The Sinc-Galerkin Method for the Fourth-Order Partial Integro-Differential Equation with Weakly Singular Kernels

本文我们利用Sinc-Galerkin方法求解带有弱奇异核的四阶偏积分微分方程。首先在时间上借助L1格式和梯形卷积求积公式分别离散分数阶导数和积分,其次在空间上利用Sinc-Galerkin方法近似四阶偏导项,得到方程的全离散格式。最后推导出数值格式的收敛阶并通过数值算例来验证该方法的准确性和有效性。
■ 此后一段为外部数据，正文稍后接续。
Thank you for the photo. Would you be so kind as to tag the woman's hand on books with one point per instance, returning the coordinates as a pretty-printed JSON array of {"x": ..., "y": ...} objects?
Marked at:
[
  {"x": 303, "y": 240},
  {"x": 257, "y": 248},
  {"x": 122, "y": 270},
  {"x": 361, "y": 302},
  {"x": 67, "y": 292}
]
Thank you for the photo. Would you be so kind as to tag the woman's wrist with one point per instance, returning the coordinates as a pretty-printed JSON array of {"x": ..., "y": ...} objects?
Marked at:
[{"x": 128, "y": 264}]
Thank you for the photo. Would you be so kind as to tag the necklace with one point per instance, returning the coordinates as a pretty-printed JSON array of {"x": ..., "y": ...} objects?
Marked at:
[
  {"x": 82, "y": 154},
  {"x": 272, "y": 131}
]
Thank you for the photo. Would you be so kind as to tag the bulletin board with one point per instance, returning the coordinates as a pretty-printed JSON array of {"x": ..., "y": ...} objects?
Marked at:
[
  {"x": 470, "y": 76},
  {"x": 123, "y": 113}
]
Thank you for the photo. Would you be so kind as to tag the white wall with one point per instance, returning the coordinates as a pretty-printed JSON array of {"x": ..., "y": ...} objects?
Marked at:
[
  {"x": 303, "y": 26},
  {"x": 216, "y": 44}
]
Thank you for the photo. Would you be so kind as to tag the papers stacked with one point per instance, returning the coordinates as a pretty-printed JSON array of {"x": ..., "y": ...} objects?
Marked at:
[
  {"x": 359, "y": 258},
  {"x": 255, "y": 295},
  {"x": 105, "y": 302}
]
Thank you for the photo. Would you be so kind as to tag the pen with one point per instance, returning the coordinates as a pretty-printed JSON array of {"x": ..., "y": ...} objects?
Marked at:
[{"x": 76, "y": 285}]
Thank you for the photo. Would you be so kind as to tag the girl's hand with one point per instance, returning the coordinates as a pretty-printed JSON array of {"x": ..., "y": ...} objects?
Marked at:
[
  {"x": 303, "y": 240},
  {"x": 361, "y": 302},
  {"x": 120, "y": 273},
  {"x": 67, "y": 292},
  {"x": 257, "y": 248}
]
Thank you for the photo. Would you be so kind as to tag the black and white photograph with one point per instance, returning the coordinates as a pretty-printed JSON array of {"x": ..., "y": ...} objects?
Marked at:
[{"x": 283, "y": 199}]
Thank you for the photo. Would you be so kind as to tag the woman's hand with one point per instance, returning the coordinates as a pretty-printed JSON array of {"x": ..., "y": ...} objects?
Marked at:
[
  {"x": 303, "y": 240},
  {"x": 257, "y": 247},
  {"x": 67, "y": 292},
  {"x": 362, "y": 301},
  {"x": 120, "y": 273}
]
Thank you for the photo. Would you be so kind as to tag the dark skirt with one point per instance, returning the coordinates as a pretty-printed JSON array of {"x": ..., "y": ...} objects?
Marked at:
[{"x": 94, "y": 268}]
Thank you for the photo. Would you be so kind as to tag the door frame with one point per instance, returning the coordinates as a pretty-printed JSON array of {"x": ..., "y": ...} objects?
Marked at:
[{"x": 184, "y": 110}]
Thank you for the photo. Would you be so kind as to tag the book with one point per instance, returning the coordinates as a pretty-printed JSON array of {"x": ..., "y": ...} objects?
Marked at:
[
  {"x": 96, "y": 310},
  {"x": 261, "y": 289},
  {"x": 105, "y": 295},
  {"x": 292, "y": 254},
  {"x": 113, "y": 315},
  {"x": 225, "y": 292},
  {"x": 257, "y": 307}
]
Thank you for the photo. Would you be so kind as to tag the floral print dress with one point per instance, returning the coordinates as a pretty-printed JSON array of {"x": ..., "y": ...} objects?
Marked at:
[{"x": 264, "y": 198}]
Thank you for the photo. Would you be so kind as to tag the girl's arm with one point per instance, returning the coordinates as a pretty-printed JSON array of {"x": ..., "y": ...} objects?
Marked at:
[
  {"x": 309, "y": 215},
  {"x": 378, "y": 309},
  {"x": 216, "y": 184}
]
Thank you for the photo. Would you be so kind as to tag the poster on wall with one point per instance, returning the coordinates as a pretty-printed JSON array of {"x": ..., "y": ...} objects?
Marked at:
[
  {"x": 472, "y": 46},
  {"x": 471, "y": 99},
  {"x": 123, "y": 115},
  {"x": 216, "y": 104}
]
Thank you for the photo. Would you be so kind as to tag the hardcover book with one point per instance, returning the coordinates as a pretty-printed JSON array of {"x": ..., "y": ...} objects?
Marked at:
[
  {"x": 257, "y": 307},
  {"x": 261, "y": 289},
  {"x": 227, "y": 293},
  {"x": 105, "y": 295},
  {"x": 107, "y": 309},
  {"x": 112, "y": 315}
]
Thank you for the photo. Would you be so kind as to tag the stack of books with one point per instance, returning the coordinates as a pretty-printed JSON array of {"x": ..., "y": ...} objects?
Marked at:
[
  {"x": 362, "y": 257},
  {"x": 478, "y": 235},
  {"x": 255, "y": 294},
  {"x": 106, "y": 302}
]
The Sinc-Galerkin method is considered and analyzed for solving the fourth-order partial integro-differential equation with weakly singular kernels. At first, for the temporal direction, we use L1 scheme to approximate Caputo derivative and the trapezoidal convolution quadrature rule to discretize the Riemann-Liouville fractional integral term. Then for space, we utilize Sinc-Galerkin method to deal with fourth-order partial derivative and obtain the fully discrete scheme. Finally, we deduce the convergence order of the numerical scheme and verify the accuracy and effectiveness of the proposed method through a numerical example.